Очутившись один на пустынной улочке имени Фридриха Энгельса, Поликарп Поликарпович сладко всхрапнул, алчно втягивая в свои широкие пожившие ноздри майское благорастворение, словно там, откуда он только что вышел, ему не давали свободно дышать дефицитным кислородом. Теперь он сконфуженно зажмурился от великолепия и всецело предоставил себя в распоряжение природы.

Стуча крепкой кавказской палочкой, идет Поликарп Поликарпович по асфальтированной дорожке кооперативного поселка, мимо тихих и словно необитаемых дачек, оглядываясь по сторонам, в рассуждении, с кем бы покомментировать текущие злободневные темы, и мучаясь звонкой пустотой. И почему-то кажется, что никогда не был он маленьким мальчиком, юношей, а родился вот такой готовый, настырный, с въедливым лимонным личиком, в каждой морщинке которого притаилось лукавое, якобы придурковатое простодушие.

— А, салют, Морис Фомич, — закричал он неподвижно сидящему на трухлявой скамеечке у ворот отечному мужчине с оливковым лицом и в новых ботинках.

Вокруг цвели лютики, порхали бабочки «адмирал», звенели пчелы, а он словно отсутствовал, словно в ладье уплывал в своих новых ботинках в иной, сюрреальный мир.

— Что, болеешь, Морис Фомич? — бодро спросил Поликарп Поликарпович. — Язва, говоришь? Н-нет, не верь эскулапам, не язва у тебя, Морис Фомич. Язва нынче помолодела, пошла в детский садик. Рачок у тебя, Морис Фомич, и не думай, не раскладывай.

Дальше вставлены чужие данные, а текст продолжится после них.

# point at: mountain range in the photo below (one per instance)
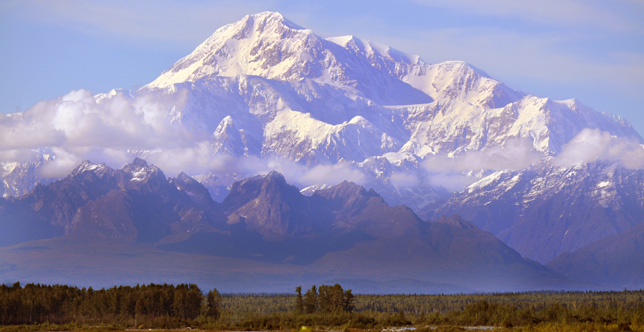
(344, 232)
(553, 179)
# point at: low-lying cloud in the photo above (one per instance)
(592, 145)
(114, 128)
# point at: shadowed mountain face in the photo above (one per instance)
(135, 204)
(264, 227)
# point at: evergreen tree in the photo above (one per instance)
(213, 303)
(299, 307)
(311, 300)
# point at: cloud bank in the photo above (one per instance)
(116, 127)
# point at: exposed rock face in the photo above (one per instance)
(345, 229)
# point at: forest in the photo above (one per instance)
(325, 307)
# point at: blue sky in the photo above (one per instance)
(591, 50)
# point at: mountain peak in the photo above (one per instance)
(87, 166)
(270, 18)
(140, 171)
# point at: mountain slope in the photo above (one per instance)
(616, 261)
(136, 204)
(343, 232)
(550, 210)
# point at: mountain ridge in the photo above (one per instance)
(343, 226)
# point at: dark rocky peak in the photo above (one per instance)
(348, 195)
(87, 166)
(346, 190)
(193, 188)
(270, 185)
(456, 221)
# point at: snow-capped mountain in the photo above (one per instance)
(264, 93)
(263, 86)
(548, 210)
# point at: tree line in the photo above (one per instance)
(169, 306)
(142, 304)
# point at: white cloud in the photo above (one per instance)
(594, 145)
(514, 154)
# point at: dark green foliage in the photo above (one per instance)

Больной зашевелил губами. Отвечал ли он или шептал давно забытую осмеянную им в молодости молитву, никто не знал.

— А жить-то все-таки хочется, — добродушно продолжал Поликарп Поликарпович, — ты ведь давал дрозда, не философствовал. Вот если бы деньги, что на луну — на космос истратили, да на рак бросили, тогда бы и тебя вылечили, новенький был бы, альфа-омега! Ну, будь здоров, будь здоров.